Hockenheim

Schritt in ein neues Leben (Teil 3) DRK-Kreisverband verhilft jungem Mann zu einer neuen Wohnung und einer besseren Zukunft

Pascal macht mit seinem Beispiel Mut

Archivartikel

Pascal ist 22 Jahre alt. Vor einigen Monaten erkrankte er an Diabetes, ahnte jedoch nichts, ignorierte die Symptome bis es nicht länger ging. Im Krankenhaus sagte man ihm, dass er bei seinen Blutzuckerwerten eigentlich nicht mehr leben dürfte. Zudem kam, dass er keine Wohnung hatte. Er schlief eine Zeit lang bei Freunden und bei den Eltern, bis er auch dort nicht mehr bleiben konnte.

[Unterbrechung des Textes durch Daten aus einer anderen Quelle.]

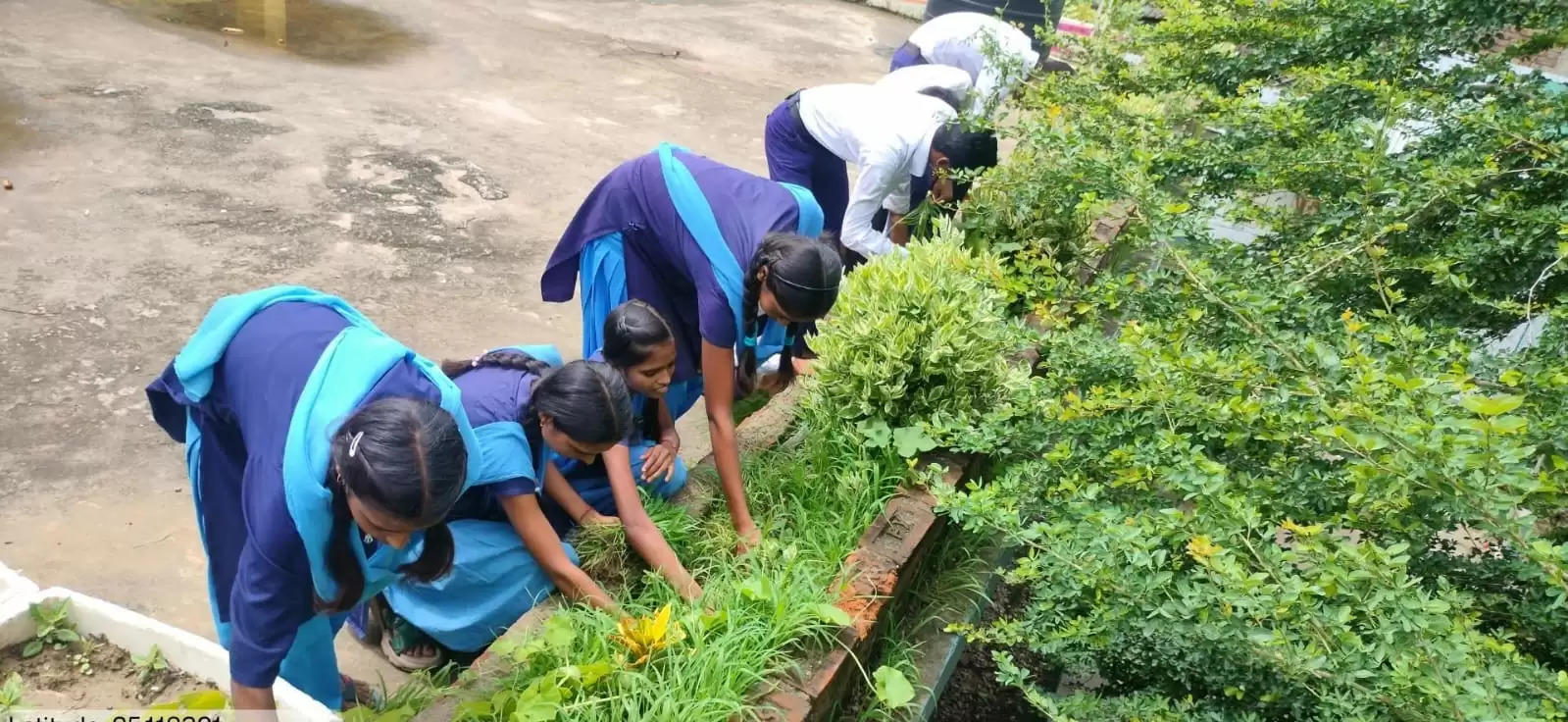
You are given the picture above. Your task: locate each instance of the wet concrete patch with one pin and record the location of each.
(16, 128)
(322, 30)
(230, 123)
(406, 200)
(107, 91)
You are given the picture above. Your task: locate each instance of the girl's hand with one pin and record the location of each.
(770, 384)
(750, 539)
(659, 463)
(594, 518)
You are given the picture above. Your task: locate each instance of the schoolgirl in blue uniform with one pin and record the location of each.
(324, 457)
(640, 345)
(730, 259)
(508, 556)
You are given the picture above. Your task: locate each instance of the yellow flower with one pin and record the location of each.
(1201, 548)
(1300, 531)
(644, 636)
(1350, 321)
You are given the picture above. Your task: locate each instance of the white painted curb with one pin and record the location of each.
(136, 635)
(15, 586)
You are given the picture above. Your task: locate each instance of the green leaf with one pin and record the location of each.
(473, 710)
(833, 614)
(1492, 405)
(756, 589)
(910, 441)
(559, 632)
(533, 708)
(876, 432)
(892, 690)
(593, 672)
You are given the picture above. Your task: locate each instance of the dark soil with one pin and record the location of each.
(973, 693)
(55, 680)
(974, 696)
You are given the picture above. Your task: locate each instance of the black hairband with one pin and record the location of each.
(780, 279)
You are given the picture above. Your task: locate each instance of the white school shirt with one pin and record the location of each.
(916, 78)
(887, 133)
(961, 39)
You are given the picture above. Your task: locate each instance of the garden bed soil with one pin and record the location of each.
(52, 680)
(973, 693)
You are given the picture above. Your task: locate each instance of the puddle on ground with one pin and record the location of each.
(325, 30)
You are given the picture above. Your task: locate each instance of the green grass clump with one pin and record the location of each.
(756, 612)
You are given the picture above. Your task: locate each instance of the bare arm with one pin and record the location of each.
(640, 531)
(900, 230)
(536, 534)
(667, 426)
(719, 394)
(243, 697)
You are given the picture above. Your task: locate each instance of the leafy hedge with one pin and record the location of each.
(1293, 483)
(919, 349)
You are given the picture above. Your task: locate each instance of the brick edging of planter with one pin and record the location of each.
(759, 431)
(877, 572)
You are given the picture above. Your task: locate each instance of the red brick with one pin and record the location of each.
(784, 705)
(899, 530)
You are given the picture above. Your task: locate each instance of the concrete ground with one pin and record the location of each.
(418, 159)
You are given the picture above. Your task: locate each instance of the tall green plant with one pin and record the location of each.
(921, 344)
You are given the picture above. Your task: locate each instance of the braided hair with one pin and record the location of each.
(631, 334)
(403, 457)
(586, 399)
(803, 277)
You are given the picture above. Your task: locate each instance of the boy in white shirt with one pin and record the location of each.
(942, 82)
(903, 143)
(996, 55)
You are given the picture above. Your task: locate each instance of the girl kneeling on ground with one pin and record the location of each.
(638, 344)
(730, 259)
(324, 457)
(508, 556)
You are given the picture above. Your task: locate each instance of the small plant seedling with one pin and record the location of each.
(892, 690)
(54, 628)
(149, 664)
(11, 695)
(83, 658)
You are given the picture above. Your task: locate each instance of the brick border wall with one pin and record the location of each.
(762, 429)
(879, 570)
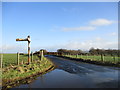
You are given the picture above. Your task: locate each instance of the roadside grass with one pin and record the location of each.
(97, 58)
(17, 72)
(11, 59)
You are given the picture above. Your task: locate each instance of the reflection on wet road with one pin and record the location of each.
(74, 74)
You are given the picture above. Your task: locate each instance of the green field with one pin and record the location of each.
(12, 59)
(97, 58)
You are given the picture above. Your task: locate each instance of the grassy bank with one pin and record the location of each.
(94, 60)
(11, 59)
(109, 59)
(12, 72)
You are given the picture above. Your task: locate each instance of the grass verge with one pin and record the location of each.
(15, 73)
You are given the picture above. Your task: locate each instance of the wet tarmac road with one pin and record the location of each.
(74, 74)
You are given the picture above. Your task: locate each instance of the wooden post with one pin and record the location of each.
(17, 58)
(28, 51)
(1, 59)
(41, 54)
(27, 39)
(102, 58)
(86, 56)
(31, 56)
(114, 58)
(81, 56)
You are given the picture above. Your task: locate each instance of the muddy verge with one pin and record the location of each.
(92, 62)
(26, 80)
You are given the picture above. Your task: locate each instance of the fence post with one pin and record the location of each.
(114, 58)
(81, 56)
(31, 56)
(41, 54)
(102, 57)
(17, 58)
(76, 55)
(86, 56)
(1, 59)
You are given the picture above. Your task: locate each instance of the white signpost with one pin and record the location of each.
(27, 39)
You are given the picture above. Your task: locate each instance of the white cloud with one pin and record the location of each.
(92, 25)
(85, 28)
(101, 22)
(13, 48)
(97, 42)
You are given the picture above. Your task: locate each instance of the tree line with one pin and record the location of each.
(92, 51)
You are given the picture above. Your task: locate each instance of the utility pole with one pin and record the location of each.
(27, 39)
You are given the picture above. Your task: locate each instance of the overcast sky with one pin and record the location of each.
(52, 25)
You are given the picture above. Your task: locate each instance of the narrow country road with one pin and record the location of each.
(74, 74)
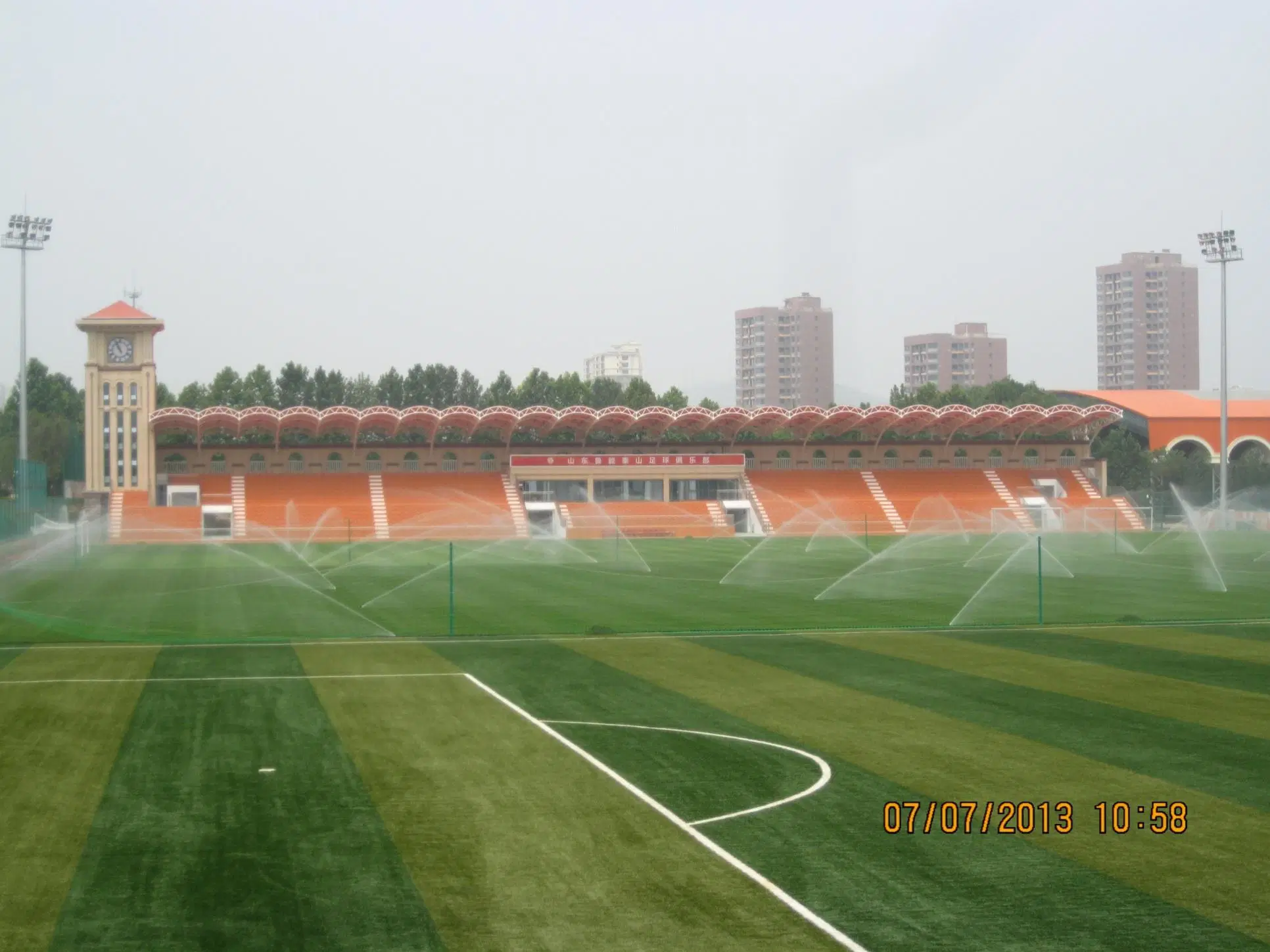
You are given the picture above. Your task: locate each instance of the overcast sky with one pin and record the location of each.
(502, 186)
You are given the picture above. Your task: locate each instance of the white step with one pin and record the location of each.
(887, 507)
(717, 516)
(520, 518)
(379, 508)
(1129, 513)
(1008, 499)
(764, 521)
(238, 497)
(1083, 483)
(116, 514)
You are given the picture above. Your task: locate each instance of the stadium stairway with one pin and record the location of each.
(757, 504)
(450, 505)
(966, 490)
(795, 502)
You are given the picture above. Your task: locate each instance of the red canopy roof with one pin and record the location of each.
(652, 420)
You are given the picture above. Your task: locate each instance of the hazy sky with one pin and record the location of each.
(506, 186)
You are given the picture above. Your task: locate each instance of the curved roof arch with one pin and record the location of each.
(652, 420)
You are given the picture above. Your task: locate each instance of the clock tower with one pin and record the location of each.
(118, 399)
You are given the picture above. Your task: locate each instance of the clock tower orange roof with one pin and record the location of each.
(120, 310)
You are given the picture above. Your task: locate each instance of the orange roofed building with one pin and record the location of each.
(1175, 419)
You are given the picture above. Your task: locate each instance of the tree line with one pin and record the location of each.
(436, 385)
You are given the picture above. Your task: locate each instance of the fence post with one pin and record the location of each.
(1041, 585)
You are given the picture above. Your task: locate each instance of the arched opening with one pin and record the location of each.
(1193, 446)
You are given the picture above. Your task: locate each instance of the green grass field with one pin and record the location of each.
(309, 782)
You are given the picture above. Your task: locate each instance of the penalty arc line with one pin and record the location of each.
(826, 773)
(748, 871)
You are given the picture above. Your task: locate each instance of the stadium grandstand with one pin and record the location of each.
(498, 472)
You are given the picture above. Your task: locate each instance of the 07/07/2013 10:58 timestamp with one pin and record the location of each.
(1024, 817)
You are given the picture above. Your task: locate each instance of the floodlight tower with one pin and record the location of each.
(1219, 248)
(26, 234)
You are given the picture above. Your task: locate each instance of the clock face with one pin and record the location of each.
(120, 351)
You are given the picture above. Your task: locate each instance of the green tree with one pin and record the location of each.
(639, 394)
(1128, 460)
(501, 392)
(605, 392)
(571, 390)
(226, 389)
(361, 392)
(193, 396)
(674, 399)
(260, 389)
(469, 390)
(295, 385)
(536, 390)
(329, 389)
(392, 389)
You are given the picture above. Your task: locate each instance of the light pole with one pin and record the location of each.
(1219, 248)
(26, 234)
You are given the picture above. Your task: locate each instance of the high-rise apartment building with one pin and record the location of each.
(624, 363)
(785, 354)
(968, 357)
(1148, 323)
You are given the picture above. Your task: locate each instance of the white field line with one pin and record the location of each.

Monatelang diente ein alter Bauwagen im Industriegebiet als eine notdürftige Behausung, auch im Winter. Pascal ging es nicht gut und er bekam Depressionen, später dann Diabetes. Pascal kommt mittlerweile mit der Krankheit zurecht. Der junge Vater freut sich, „noch da zu sein“.

Unterstützung bei Amtsgängen

Heute, vier Monate später, sieht alles ganz anders aus. Über das Wohnungsamt in Hockenheim konnte Pascal zunächst in die städtische Notunterkunft ziehen – besser als der Bauwagen. Langsam erholte er sich, ging zum Jobcenter und nahm regelmäßig Kontakt zu Wohnungslosenbetreuer Simon Massoth vom Quartier Hockenheim des Deutschen Roten Kreuzes (DRK) Kreisverband Mannheim auf, der von der Stadt Hockenheim für solche und ähnliche Wohnungs-Notfälle unterstützend zur Seite steht. Dieser ordnete mit Pascal zusammen alle Dinge, die anstanden, und gab dem jungen Mann Hoffnung auf eine bessere Zukunft.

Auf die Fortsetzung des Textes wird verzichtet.